Aperta l’ultima fase di concertazione tra Fedrigoni, sindacati e Regione Marche al tavolo tecnico aperto al ministero delle Imprese e del made in italy. Se non si dovesse trovare un accordo, il 18 dicembre prossimo i licenziamenti collettivi diventerebbero effettivi. L’azienda, irremovibile sulla chiusura di Giano a fine 2024, ha proposto un piano di mitigazione dell’impatto occupazionale con prepensionamenti, ricollocazioni e creazioni di nuovi posti di lavoro a Fabriano, che abbasserebbe il numero degli esuberi di circa 130 unità. I sindacati di categoria e le Istituzioni (Regione e Comune di Fabriano) giudicano “insufficiente” e “poco sostenibile” il piano.

Il Mimit ha chiesto alla Fedrigoni di posticipare di un anno la chiusura di Giano per sondare l’interesse di acquirenti privati e del Poligrafico dello Stato. La Beko Europe e i sindacati di categoria sono invece attesi da un nuovo summit al Mimit il 20 novembre prossimo alle 15:30, dopo che nel precedente la newco, controllata al 75% dai turchi di Arcelik e al 25% dalla Whirlpool, ha evidenziato come l’attuale presenza nei settori del lavaggio e della refrigerazione sarà ulteriormente valutata per evitare altre perdite di cassa, mentre il sito di Carinaro, in provincia di Caserta, sarà mantenuto come Centro di Eccellenza per la distribuzione dei ricambi e le attività di ricondizionamento degli elettrodomestici. In Italia si punta poi a fare il centro di eccellenza per la cottura. In altre parole, per le Marche, il sito di Comunanza (Ascoli Piceno) potrebbe essere a rischio. Mentre l’hub a Melano di Fabriano, sembra al momento in una posizione più sicura. Sempre a Fabriano, però, vi è il centro impiegatizio e i colletti bianchi, invece, potrebbero essere oggetto di ulteriori scossoni. Fiom-Fim-Uilm hanno proclamato 4 ore di sciopero da svolgere in giorni diversi a livello territoriale, in attesa del summit ministeriale nel quale si attendono la presentazione del Piano industriale.
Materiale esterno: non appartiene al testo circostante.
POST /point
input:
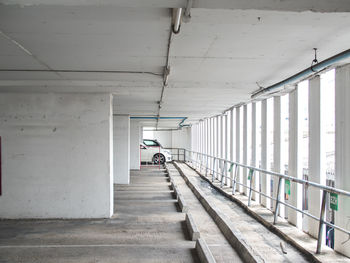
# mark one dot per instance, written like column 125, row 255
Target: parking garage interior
column 174, row 131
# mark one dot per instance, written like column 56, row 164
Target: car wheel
column 158, row 158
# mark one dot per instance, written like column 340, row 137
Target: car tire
column 158, row 158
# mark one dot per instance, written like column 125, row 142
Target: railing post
column 250, row 175
column 234, row 180
column 223, row 174
column 278, row 197
column 320, row 228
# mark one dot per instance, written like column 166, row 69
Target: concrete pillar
column 265, row 178
column 277, row 136
column 317, row 171
column 217, row 153
column 226, row 144
column 238, row 145
column 121, row 149
column 135, row 135
column 245, row 147
column 222, row 127
column 342, row 155
column 208, row 136
column 253, row 163
column 232, row 142
column 295, row 157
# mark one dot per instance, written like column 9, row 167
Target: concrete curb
column 203, row 251
column 235, row 238
column 182, row 203
column 192, row 227
column 261, row 220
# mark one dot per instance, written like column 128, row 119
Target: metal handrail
column 213, row 167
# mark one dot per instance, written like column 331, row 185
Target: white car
column 152, row 151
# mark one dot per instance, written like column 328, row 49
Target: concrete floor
column 263, row 241
column 209, row 231
column 146, row 227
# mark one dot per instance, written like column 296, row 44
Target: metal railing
column 177, row 154
column 218, row 169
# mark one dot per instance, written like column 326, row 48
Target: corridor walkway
column 145, row 228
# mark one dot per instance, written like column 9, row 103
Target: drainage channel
column 259, row 239
column 209, row 231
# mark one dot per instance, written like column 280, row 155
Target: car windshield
column 152, row 143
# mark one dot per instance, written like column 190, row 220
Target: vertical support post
column 254, row 149
column 251, row 175
column 245, row 147
column 223, row 174
column 214, row 165
column 231, row 144
column 217, row 137
column 277, row 136
column 320, row 227
column 238, row 145
column 0, row 168
column 278, row 199
column 342, row 154
column 235, row 180
column 265, row 179
column 317, row 171
column 226, row 146
column 294, row 164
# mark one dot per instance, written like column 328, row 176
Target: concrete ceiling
column 121, row 47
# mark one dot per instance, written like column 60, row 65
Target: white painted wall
column 164, row 137
column 56, row 155
column 171, row 139
column 121, row 134
column 135, row 139
column 181, row 138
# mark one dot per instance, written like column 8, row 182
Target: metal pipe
column 303, row 74
column 187, row 13
column 177, row 20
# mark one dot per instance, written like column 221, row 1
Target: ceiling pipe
column 181, row 124
column 306, row 73
column 177, row 13
column 187, row 14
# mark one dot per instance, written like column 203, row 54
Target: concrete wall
column 121, row 134
column 56, row 155
column 181, row 138
column 135, row 139
column 164, row 137
column 171, row 139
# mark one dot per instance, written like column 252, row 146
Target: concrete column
column 226, row 144
column 342, row 155
column 231, row 142
column 217, row 153
column 208, row 136
column 295, row 157
column 135, row 135
column 277, row 136
column 253, row 163
column 121, row 149
column 245, row 146
column 222, row 126
column 265, row 178
column 238, row 145
column 317, row 171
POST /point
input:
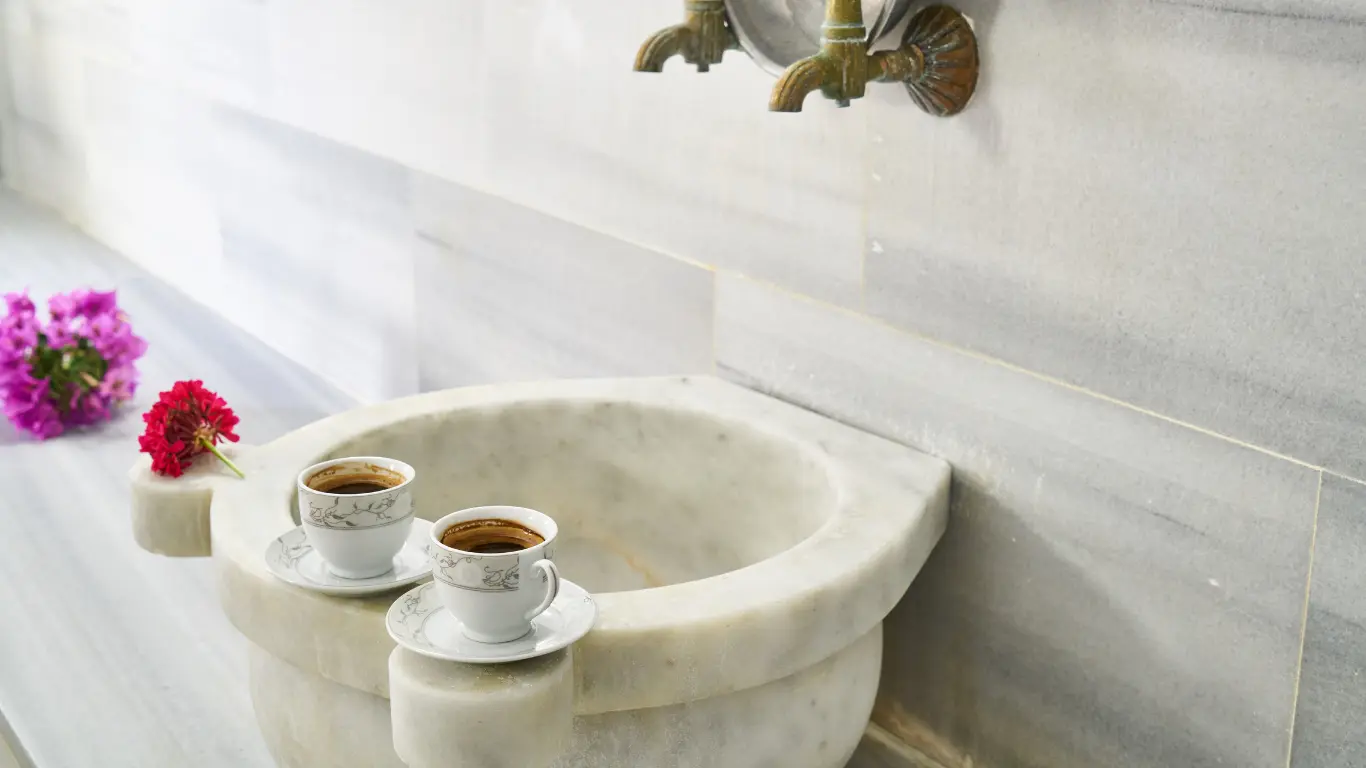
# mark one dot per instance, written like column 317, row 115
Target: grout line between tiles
column 716, row 289
column 1303, row 622
column 1027, row 372
column 1347, row 477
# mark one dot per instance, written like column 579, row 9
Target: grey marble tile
column 127, row 648
column 1165, row 208
column 221, row 48
column 45, row 74
column 317, row 241
column 1332, row 683
column 506, row 293
column 336, row 71
column 1113, row 589
column 144, row 197
column 685, row 163
column 45, row 166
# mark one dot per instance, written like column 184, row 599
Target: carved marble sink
column 742, row 554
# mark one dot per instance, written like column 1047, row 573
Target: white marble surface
column 1105, row 574
column 127, row 648
column 809, row 582
column 803, row 535
column 810, row 719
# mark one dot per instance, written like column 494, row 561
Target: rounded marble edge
column 700, row 638
column 170, row 515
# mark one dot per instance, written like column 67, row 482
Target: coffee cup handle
column 552, row 588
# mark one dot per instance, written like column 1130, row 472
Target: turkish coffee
column 491, row 536
column 350, row 480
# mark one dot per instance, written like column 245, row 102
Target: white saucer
column 293, row 559
column 417, row 621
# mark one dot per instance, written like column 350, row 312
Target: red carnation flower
column 185, row 422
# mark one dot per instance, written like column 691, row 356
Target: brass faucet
column 937, row 62
column 702, row 38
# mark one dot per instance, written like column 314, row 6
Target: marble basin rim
column 764, row 537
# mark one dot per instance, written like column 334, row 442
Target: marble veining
column 1107, row 574
column 782, row 562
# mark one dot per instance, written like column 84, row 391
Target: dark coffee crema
column 491, row 536
column 359, row 487
column 351, row 480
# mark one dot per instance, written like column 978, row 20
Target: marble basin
column 742, row 552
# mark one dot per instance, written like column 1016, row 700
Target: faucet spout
column 797, row 82
column 701, row 40
column 661, row 47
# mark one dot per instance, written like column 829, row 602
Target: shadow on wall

“L’azienda deve presentare il piano industriale”, dichiara Pierpaolo Pullini, della segreteria provinciale della Fiom e responsabile per il distretto economico produttivo di Fabriano. Sembra invece essere rientrata la vertenza Electrolux. Da lunedì 21 ottobre scorso sono partiti i contratti di solidarietà nel sito di Cerreto D’Esi. Coinvolti 106 lavoratori su circa 185 dipendenti complessivi. Per un anno, le tute blu oggetto dell’ammortizzatore sociale, lavoreranno 6 ore giornaliere per turno, invece delle attuali 8 con un taglio del 25% dello stipendio, nonostante l’integrazione statale. “Attraverso questo accordo si sono evitati, al momento, 18 esuberi”, conferma Pullini. “Adesso risulta fondamentale che l’azienda mantenga gli impegni degli investimenti per rilanciare la fabbrica di Cerreto D’Esi: 2,4 milioni di euro, soprattutto in nuovi prodotti come da strategia aziendale, per poter garantire di essere in grado di conquistare quote di mercato e clienti, sia in questo momento di contrazione che nella fase in cui ci sarà una ripresa delle vendite”, conclude Pullini.